The following are the important guidelines to protect a cluster running Impala against accidents and mistakes, or malicious attackers trying to access sensitive data. See the subsequent topics that describe the security features in detail.

  • Secure the root account. The root user can tamper with the impalad daemon, read and write the data files in HDFS, log into other user accounts, and access other system services that are beyond the control of Impala.
  • Restrict membership in the sudoers list (in the /etc/sudoers file). The users who can run the sudo command can do many of the same things as the root user.
  • Ensure the Hadoop ownership and permissions for Impala data files are restricted.
    The Impala authorization feature makes use of the HDFS file ownership and permissions mechanism.
    1. Set up users and assign them to groups at the OS level, corresponding to the different categories of users with different access levels for various databases, tables, and HDFS locations (URIs).
    2. Create the associated Linux users using the useradd command if necessary.
    3. Add Linux users to the appropriate groups with the usermod command.
  • Ensure the Hadoop ownership and permissions for Impala log files are restricted.
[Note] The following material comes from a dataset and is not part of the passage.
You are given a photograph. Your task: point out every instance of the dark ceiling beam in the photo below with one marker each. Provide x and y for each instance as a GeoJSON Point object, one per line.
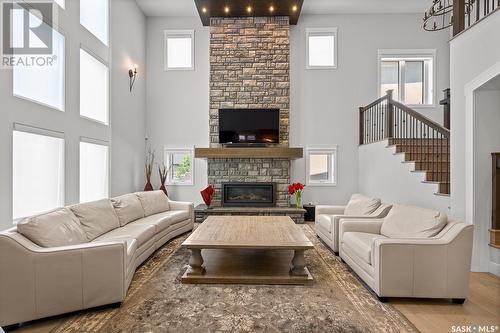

    If you issue queries containing sensitive values in the WHERE clause, such as financial account numbers, those values are stored in Impala log files in the Linux file system, and you must secure those files.

  • Ensure that the Impala web UI (available by default on port 25000 on each Impala node) is password-protected.
  • Create a policy file that specifies which Impala privileges are available to users in particular Hadoop groups (which by default map to Linux OS groups). Create the associated Linux groups using the groupadd command if necessary.
  • Design your databases, tables, and views with database and table structure to allow policy rules to specify simple, consistent rules.
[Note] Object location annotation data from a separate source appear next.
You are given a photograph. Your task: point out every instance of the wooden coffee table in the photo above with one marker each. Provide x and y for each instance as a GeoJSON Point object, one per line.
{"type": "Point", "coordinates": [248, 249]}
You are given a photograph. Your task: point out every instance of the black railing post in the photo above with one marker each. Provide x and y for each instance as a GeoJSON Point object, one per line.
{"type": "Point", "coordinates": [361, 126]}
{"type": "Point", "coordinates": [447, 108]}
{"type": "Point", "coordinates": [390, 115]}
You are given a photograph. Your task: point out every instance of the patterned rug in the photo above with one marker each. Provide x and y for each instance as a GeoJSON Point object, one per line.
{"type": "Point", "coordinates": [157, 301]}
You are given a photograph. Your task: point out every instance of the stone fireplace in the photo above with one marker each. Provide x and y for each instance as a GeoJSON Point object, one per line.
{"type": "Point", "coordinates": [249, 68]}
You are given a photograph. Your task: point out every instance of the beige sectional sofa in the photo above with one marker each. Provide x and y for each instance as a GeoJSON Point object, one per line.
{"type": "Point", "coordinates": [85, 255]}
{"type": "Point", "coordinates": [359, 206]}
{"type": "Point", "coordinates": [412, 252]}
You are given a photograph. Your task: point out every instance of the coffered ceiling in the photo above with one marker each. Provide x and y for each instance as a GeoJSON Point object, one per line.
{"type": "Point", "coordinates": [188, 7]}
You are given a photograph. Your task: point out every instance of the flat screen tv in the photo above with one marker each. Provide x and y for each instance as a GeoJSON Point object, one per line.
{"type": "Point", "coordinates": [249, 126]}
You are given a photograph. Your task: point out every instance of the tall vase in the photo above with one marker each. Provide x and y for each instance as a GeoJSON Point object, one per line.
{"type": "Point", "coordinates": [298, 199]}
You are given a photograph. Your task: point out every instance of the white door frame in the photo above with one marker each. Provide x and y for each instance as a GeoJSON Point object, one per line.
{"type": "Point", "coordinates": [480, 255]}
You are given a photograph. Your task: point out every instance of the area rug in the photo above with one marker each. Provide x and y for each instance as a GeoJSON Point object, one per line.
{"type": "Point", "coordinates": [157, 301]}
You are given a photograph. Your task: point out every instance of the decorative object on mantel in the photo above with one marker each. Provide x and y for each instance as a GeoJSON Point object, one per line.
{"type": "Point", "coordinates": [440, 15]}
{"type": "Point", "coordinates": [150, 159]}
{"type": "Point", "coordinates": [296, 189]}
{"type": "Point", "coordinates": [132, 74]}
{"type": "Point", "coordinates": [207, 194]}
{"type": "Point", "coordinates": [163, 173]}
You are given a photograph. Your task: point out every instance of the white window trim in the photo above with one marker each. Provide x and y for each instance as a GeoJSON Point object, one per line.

    For example, if all tables related to an application are inside a single database, you can assign privileges for that database and use the * wildcard for the table name. If you are creating views with different privileges than the underlying base tables, you might put the views in a separate database so that you can use the * wildcard for the database containing the base tables, while specifying the specific names of the individual views.

  • Enable authorization for all impalad daemons.

    The authorization feature does not apply to the statestored daemon, which has no access to schema objects or data files.

  • Set up authentication using Kerberos, to make sure users really are who they say they are.